The useful question is not how to make the whole thing cheap, but which parts you actually need. A worn front tooth that flashes when you smile may genuinely call for a veneer or crown. A row of teeth that are simply a few shades too dark may need nothing more than whitening. Confusing those two situations is the most common way people overspend on cosmetic dentistry. An honest plan draws the line for you and does not blur it.
That distinction is the reason the one-dentist setup tends to work in a patient's favor. The same person who diagnoses the problem builds the plan and does the work, so there is no handoff where small repairs quietly become large ones. You can learn more about how these treatments fit together on our cosmetic dentistry page. The goal is a smile you are comfortable with, reached through the least amount of work that gets you there, paid for in a sequence you can see and afford.
Frequently Asked Questions
Can I get a smile makeover for under $5,000 in Las Vegas? Often, yes, depending on what your teeth need. A plan built around whitening, some bonding, and maybe a single crown can typically land under that figure. Full veneer cases run higher, but not every makeover requires veneers, which is exactly why a staged plan matters.

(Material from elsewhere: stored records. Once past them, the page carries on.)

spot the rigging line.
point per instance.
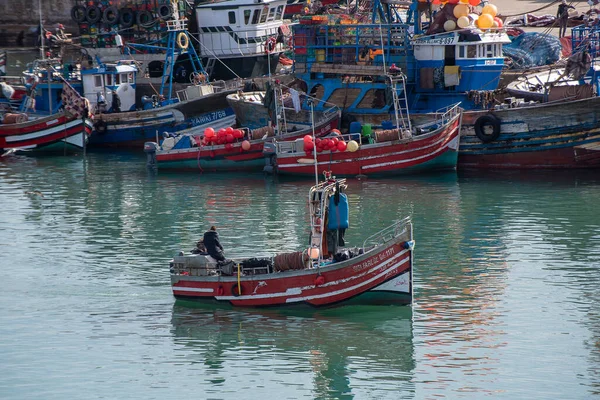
(532, 11)
(214, 55)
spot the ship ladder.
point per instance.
(400, 102)
(210, 66)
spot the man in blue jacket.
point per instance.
(213, 245)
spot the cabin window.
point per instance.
(255, 17)
(279, 14)
(264, 14)
(374, 98)
(339, 97)
(471, 51)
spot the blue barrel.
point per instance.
(338, 214)
(387, 125)
(355, 127)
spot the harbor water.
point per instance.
(507, 287)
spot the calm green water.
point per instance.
(507, 288)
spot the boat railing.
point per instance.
(387, 234)
(448, 113)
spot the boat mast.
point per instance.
(41, 30)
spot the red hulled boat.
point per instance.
(379, 272)
(245, 152)
(57, 132)
(393, 152)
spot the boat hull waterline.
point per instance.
(383, 274)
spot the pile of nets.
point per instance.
(533, 49)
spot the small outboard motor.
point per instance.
(150, 149)
(269, 152)
(147, 103)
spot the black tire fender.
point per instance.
(485, 121)
(100, 127)
(126, 17)
(93, 14)
(165, 11)
(111, 15)
(145, 19)
(78, 14)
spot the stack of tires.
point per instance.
(99, 20)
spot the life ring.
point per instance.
(482, 123)
(78, 14)
(111, 15)
(197, 78)
(235, 291)
(100, 127)
(144, 18)
(182, 40)
(126, 17)
(93, 14)
(165, 11)
(270, 45)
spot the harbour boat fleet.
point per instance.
(399, 94)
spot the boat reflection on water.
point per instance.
(343, 353)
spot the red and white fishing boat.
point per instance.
(392, 152)
(378, 272)
(58, 132)
(240, 152)
(55, 133)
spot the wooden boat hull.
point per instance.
(562, 135)
(380, 276)
(222, 158)
(133, 129)
(437, 150)
(57, 132)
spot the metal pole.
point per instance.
(83, 133)
(49, 77)
(41, 30)
(312, 119)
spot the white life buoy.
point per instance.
(270, 45)
(182, 40)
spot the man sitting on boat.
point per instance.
(213, 245)
(200, 248)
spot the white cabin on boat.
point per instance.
(100, 82)
(234, 28)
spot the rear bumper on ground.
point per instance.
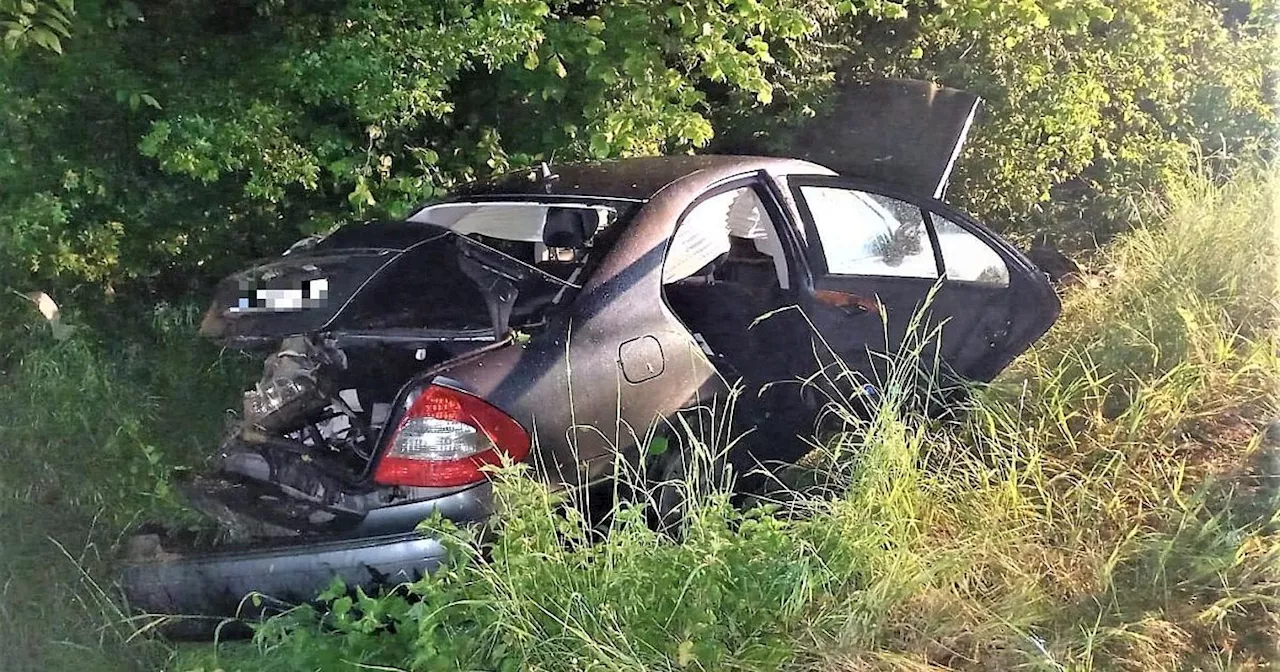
(215, 585)
(383, 549)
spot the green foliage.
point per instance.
(1057, 525)
(88, 424)
(179, 138)
(36, 22)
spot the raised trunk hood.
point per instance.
(382, 277)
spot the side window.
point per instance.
(967, 257)
(871, 234)
(728, 231)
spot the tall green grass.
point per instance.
(92, 430)
(1107, 503)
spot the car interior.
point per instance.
(725, 269)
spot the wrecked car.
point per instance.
(558, 318)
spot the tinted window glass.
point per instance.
(967, 257)
(871, 234)
(731, 220)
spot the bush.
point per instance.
(122, 168)
(1104, 504)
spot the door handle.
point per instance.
(846, 301)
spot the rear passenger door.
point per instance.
(886, 264)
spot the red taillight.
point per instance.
(446, 437)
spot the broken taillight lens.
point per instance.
(446, 438)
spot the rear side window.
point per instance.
(871, 234)
(965, 257)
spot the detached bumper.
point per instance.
(215, 585)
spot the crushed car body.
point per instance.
(557, 318)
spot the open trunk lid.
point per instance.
(900, 132)
(392, 277)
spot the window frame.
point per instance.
(818, 251)
(929, 208)
(794, 251)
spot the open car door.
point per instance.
(878, 256)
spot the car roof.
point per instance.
(625, 178)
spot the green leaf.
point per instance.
(46, 39)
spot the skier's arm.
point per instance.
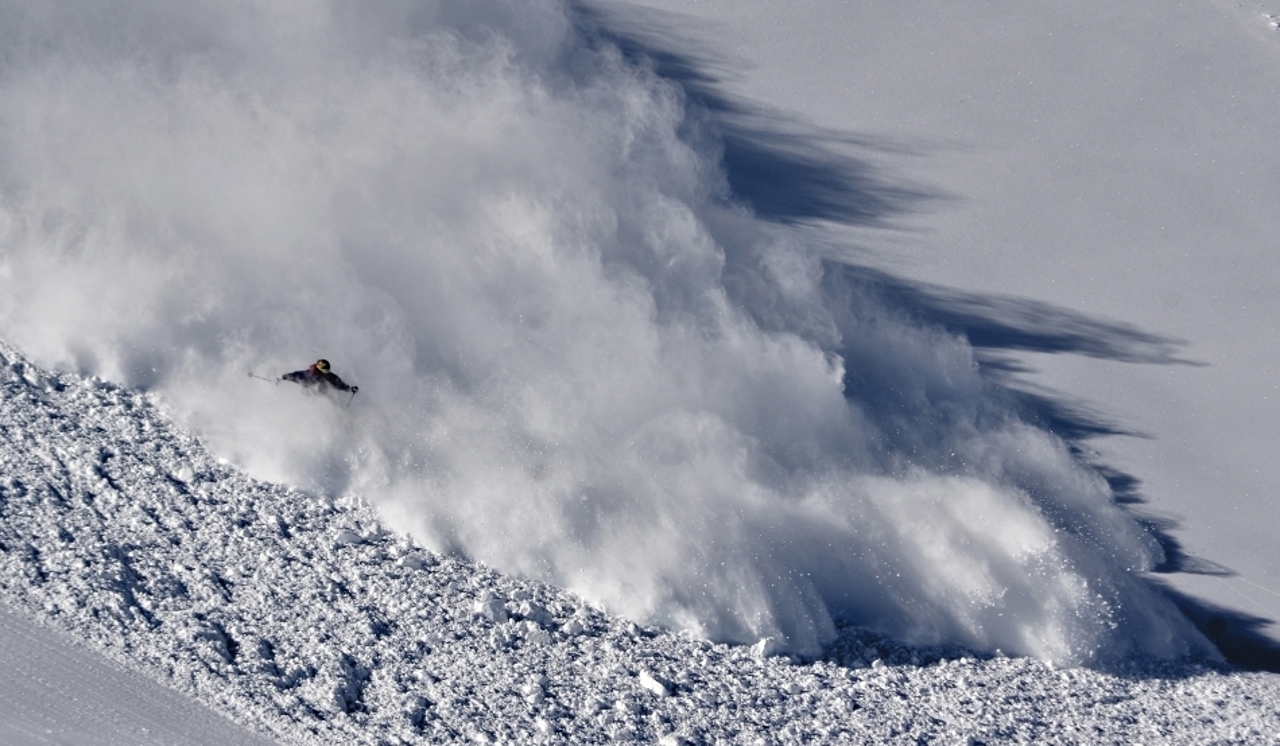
(333, 380)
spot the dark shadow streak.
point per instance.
(791, 173)
(784, 169)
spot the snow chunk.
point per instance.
(654, 683)
(490, 607)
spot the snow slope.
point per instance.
(54, 691)
(304, 619)
(1116, 160)
(583, 357)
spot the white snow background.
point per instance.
(606, 338)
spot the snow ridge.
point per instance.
(305, 619)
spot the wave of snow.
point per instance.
(579, 358)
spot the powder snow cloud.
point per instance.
(579, 358)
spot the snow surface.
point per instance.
(54, 691)
(580, 357)
(305, 619)
(634, 344)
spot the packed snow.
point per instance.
(580, 358)
(306, 619)
(650, 440)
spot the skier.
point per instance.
(319, 375)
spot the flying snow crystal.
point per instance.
(577, 358)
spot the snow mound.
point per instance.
(124, 531)
(579, 358)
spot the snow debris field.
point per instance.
(306, 621)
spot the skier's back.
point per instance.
(319, 375)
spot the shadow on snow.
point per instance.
(792, 173)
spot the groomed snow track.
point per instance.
(301, 618)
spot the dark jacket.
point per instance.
(314, 376)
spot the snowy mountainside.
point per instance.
(305, 619)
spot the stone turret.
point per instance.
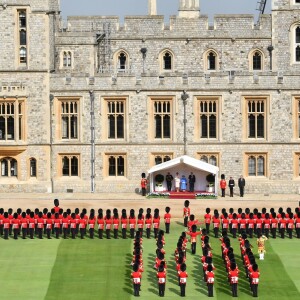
(189, 8)
(152, 11)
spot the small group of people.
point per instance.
(231, 185)
(181, 183)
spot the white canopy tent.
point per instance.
(184, 165)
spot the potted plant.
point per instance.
(210, 178)
(159, 179)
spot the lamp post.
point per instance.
(184, 97)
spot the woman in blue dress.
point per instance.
(183, 183)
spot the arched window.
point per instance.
(32, 167)
(167, 61)
(23, 55)
(257, 61)
(9, 167)
(67, 59)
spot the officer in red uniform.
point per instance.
(186, 212)
(136, 280)
(210, 279)
(167, 218)
(161, 275)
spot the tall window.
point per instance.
(9, 167)
(256, 118)
(67, 59)
(32, 166)
(22, 29)
(211, 61)
(167, 61)
(257, 164)
(116, 118)
(257, 61)
(297, 43)
(210, 158)
(162, 112)
(69, 114)
(116, 165)
(208, 114)
(70, 165)
(160, 158)
(11, 120)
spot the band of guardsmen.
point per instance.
(243, 224)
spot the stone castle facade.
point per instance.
(89, 105)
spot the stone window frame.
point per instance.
(206, 65)
(32, 168)
(251, 60)
(295, 46)
(22, 49)
(152, 125)
(258, 98)
(209, 155)
(256, 156)
(66, 55)
(197, 113)
(162, 155)
(296, 165)
(68, 155)
(296, 117)
(9, 160)
(106, 165)
(58, 123)
(19, 118)
(162, 55)
(117, 64)
(104, 112)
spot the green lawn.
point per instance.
(100, 269)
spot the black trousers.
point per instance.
(255, 290)
(91, 230)
(234, 289)
(167, 227)
(182, 289)
(48, 232)
(6, 232)
(161, 289)
(136, 289)
(207, 226)
(210, 288)
(185, 220)
(193, 246)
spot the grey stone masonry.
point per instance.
(78, 61)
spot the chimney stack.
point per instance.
(152, 11)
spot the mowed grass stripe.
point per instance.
(90, 269)
(26, 267)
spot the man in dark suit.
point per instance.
(242, 184)
(192, 180)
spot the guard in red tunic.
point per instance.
(100, 222)
(182, 279)
(124, 222)
(233, 276)
(49, 224)
(254, 279)
(136, 280)
(186, 212)
(167, 218)
(161, 275)
(210, 279)
(24, 225)
(144, 183)
(15, 225)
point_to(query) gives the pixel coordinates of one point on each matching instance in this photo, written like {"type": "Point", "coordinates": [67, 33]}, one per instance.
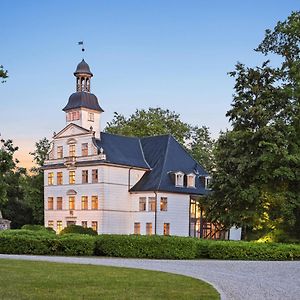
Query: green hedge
{"type": "Point", "coordinates": [27, 242]}
{"type": "Point", "coordinates": [78, 229]}
{"type": "Point", "coordinates": [43, 242]}
{"type": "Point", "coordinates": [146, 246]}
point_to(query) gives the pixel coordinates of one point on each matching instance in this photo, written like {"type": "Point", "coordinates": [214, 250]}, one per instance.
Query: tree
{"type": "Point", "coordinates": [157, 121]}
{"type": "Point", "coordinates": [34, 183]}
{"type": "Point", "coordinates": [257, 179]}
{"type": "Point", "coordinates": [3, 74]}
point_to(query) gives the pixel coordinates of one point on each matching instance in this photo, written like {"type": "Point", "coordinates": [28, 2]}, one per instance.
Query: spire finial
{"type": "Point", "coordinates": [82, 46]}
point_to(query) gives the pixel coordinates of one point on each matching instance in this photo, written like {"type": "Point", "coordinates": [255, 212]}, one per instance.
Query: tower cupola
{"type": "Point", "coordinates": [83, 107]}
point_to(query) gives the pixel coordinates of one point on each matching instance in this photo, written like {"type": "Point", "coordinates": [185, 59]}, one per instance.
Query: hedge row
{"type": "Point", "coordinates": [157, 247]}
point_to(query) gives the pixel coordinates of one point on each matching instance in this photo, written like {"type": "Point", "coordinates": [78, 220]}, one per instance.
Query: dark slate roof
{"type": "Point", "coordinates": [83, 68]}
{"type": "Point", "coordinates": [83, 99]}
{"type": "Point", "coordinates": [122, 150]}
{"type": "Point", "coordinates": [165, 155]}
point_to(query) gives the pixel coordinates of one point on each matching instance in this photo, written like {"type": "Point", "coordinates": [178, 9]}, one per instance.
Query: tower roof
{"type": "Point", "coordinates": [83, 99]}
{"type": "Point", "coordinates": [83, 68]}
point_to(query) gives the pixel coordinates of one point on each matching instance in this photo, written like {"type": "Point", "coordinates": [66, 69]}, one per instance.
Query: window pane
{"type": "Point", "coordinates": [59, 178]}
{"type": "Point", "coordinates": [71, 177]}
{"type": "Point", "coordinates": [142, 203]}
{"type": "Point", "coordinates": [94, 202]}
{"type": "Point", "coordinates": [85, 176]}
{"type": "Point", "coordinates": [163, 203]}
{"type": "Point", "coordinates": [50, 203]}
{"type": "Point", "coordinates": [94, 175]}
{"type": "Point", "coordinates": [84, 149]}
{"type": "Point", "coordinates": [59, 152]}
{"type": "Point", "coordinates": [50, 178]}
{"type": "Point", "coordinates": [71, 203]}
{"type": "Point", "coordinates": [84, 202]}
{"type": "Point", "coordinates": [149, 228]}
{"type": "Point", "coordinates": [137, 228]}
{"type": "Point", "coordinates": [95, 225]}
{"type": "Point", "coordinates": [151, 203]}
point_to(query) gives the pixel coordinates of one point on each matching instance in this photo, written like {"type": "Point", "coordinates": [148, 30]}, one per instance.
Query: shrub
{"type": "Point", "coordinates": [33, 242]}
{"type": "Point", "coordinates": [79, 230]}
{"type": "Point", "coordinates": [159, 247]}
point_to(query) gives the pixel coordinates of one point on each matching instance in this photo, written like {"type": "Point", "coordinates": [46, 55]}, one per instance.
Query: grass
{"type": "Point", "coordinates": [44, 280]}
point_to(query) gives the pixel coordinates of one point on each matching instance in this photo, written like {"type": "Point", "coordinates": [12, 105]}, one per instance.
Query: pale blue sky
{"type": "Point", "coordinates": [170, 54]}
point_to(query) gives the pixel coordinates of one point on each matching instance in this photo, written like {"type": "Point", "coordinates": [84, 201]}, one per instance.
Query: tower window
{"type": "Point", "coordinates": [91, 117]}
{"type": "Point", "coordinates": [179, 176]}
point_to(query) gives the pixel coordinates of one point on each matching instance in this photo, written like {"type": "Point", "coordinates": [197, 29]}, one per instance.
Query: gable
{"type": "Point", "coordinates": [70, 130]}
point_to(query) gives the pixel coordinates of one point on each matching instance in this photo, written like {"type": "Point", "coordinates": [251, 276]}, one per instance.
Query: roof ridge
{"type": "Point", "coordinates": [165, 158]}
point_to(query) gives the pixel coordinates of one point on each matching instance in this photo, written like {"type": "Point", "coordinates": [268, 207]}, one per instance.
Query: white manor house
{"type": "Point", "coordinates": [121, 185]}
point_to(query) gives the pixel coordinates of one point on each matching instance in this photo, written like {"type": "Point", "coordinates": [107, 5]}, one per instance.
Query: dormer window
{"type": "Point", "coordinates": [91, 117]}
{"type": "Point", "coordinates": [191, 180]}
{"type": "Point", "coordinates": [179, 178]}
{"type": "Point", "coordinates": [73, 115]}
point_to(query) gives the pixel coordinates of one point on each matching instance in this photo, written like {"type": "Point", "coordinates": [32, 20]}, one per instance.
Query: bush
{"type": "Point", "coordinates": [34, 242]}
{"type": "Point", "coordinates": [159, 247]}
{"type": "Point", "coordinates": [79, 230]}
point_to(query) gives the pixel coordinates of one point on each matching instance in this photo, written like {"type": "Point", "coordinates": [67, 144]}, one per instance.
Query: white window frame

Does insurance cover any of a smile makeover? Purely cosmetic work like veneers and whitening is usually not covered, but restorative pieces can be different. A crown placed because a tooth is cracked may be partially covered as a medical necessity. A written plan that separates cosmetic items from health-related ones makes it easier to see what your insurance might apply to.
Do I have to do everything at once? No. Because a makeover is a sequence of separate treatments, most plans can be phased over months as your budget allows. Each phase leaves you better off than before, and you can pause between stages without harming the final result.
Which treatment gives the biggest change for the least money? For many people, professional whitening delivers the most visible improvement per dollar, often for a few hundred dollars. Bonding to fix a chip or close a small gap is the next most cost-effective step. Veneers create the largest change but cost the most, so they tend to come last in a careful plan.
Why do quotes from different offices vary so much? Usually because each office is pricing a different bundle of treatments, not the same thing at different rates. One quote may assume ten veneers while another assumes whitening and two crowns. Asking each office for an itemized, staged plan is the fastest way to compare them honestly.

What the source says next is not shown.